La Ejecutiva Federal rebaja los ánimos de Ferraz contra Moncloa y pide pasar página tras la salida de Franco y Gabilondo.

Ketty Garat

Mucho ruido y pocas nueces. El malestar del núcleo duro del PSOE con el jefe de gabinete del presidente, Iván Redondo, a quien responsabilizan de la debacle el 4-M en Madrid, se ha zanjado con una mera reflexión de los miembros de la Ejecutiva "sin autocrítica", según fuentes presenciales en Ferraz, 70.

Una reunión de tres horas en la que, ante la presencia del secretario general del partido y presidente del Gobierno, Pedro Sánchez, quienes filtraron su enfado replegaron velas y se limitaron a analizar las posibles causas de la debacle pero sin disparar hacia Moncloa.

Una idea que ilustró a la perfección el otrora jefe del Comité electoral del PSOE, José Luis Ábalos, a la sazón secretario de organización del partido, quien descartó abiertamente "un ajuste de cuentas" con quien diseñó la estrategia porque "lo ha intentado con el mejor de los propósitos" aunque luego las cosas "hayan ido mal".

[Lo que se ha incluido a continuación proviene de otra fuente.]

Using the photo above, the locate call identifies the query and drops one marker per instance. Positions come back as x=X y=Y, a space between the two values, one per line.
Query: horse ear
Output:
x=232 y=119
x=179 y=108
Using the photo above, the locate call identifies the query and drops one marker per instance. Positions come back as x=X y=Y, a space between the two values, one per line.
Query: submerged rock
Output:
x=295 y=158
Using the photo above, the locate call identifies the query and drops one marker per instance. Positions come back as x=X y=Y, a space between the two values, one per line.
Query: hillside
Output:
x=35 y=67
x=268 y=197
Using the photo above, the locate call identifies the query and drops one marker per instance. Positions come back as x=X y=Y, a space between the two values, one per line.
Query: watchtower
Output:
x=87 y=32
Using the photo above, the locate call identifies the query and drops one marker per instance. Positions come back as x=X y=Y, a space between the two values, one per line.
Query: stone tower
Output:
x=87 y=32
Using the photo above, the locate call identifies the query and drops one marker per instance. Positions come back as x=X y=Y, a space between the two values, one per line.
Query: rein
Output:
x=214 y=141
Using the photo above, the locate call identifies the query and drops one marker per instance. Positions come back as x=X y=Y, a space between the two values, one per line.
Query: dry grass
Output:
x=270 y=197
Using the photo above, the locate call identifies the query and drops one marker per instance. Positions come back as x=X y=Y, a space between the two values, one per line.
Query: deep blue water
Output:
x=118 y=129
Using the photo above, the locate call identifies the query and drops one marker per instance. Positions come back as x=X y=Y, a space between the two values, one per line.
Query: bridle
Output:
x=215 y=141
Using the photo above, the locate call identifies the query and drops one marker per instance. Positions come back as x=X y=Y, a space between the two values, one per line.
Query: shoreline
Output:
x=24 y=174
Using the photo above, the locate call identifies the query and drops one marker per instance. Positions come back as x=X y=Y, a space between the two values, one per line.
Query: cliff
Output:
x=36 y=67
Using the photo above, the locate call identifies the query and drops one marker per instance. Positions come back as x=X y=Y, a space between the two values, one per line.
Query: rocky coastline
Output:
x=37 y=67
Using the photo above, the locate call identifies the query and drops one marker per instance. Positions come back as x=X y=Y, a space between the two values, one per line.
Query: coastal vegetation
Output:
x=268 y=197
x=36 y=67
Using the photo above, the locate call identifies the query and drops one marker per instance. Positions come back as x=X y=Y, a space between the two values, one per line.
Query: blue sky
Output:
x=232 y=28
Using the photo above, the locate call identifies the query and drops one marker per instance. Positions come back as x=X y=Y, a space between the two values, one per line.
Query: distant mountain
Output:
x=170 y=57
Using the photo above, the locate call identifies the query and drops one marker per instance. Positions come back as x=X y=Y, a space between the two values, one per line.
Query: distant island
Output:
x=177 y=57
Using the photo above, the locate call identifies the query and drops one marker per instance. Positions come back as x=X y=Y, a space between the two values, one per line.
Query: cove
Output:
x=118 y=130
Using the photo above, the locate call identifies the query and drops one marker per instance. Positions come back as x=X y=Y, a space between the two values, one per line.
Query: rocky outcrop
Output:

En rueda de prensa en Ferraz al término de la Ejecutiva Federal, Ábalos explicó que "nosotros asumimos colectivamente toda la responsabilidad, no tenemos ningún problema. Los llevo asumiendo durante 40 años de militancia. ..". Pero preguntado por si se asumirían responsabilidades "en el equipo del presidente del Gobierno", el número tres del PSOE dejó claro: "No esperen de nosotros un ajuste de cuentas".

Ábalos quiso marcar distancias con la política del PP que "deja tirada a su gente" y citó a la presidenta del PP de la Comunidad Valenciana, Isabel Bonig que "ha sido apartada de cualquier modo porque Casado ha decidido que, dentro de la llamada a la libertad, ésa persona ya no sirve porque tienen otro candidato. Ésa es la diferencia y la verdad es que queremos ser agradecidos a las personas que han trabajado por el partido".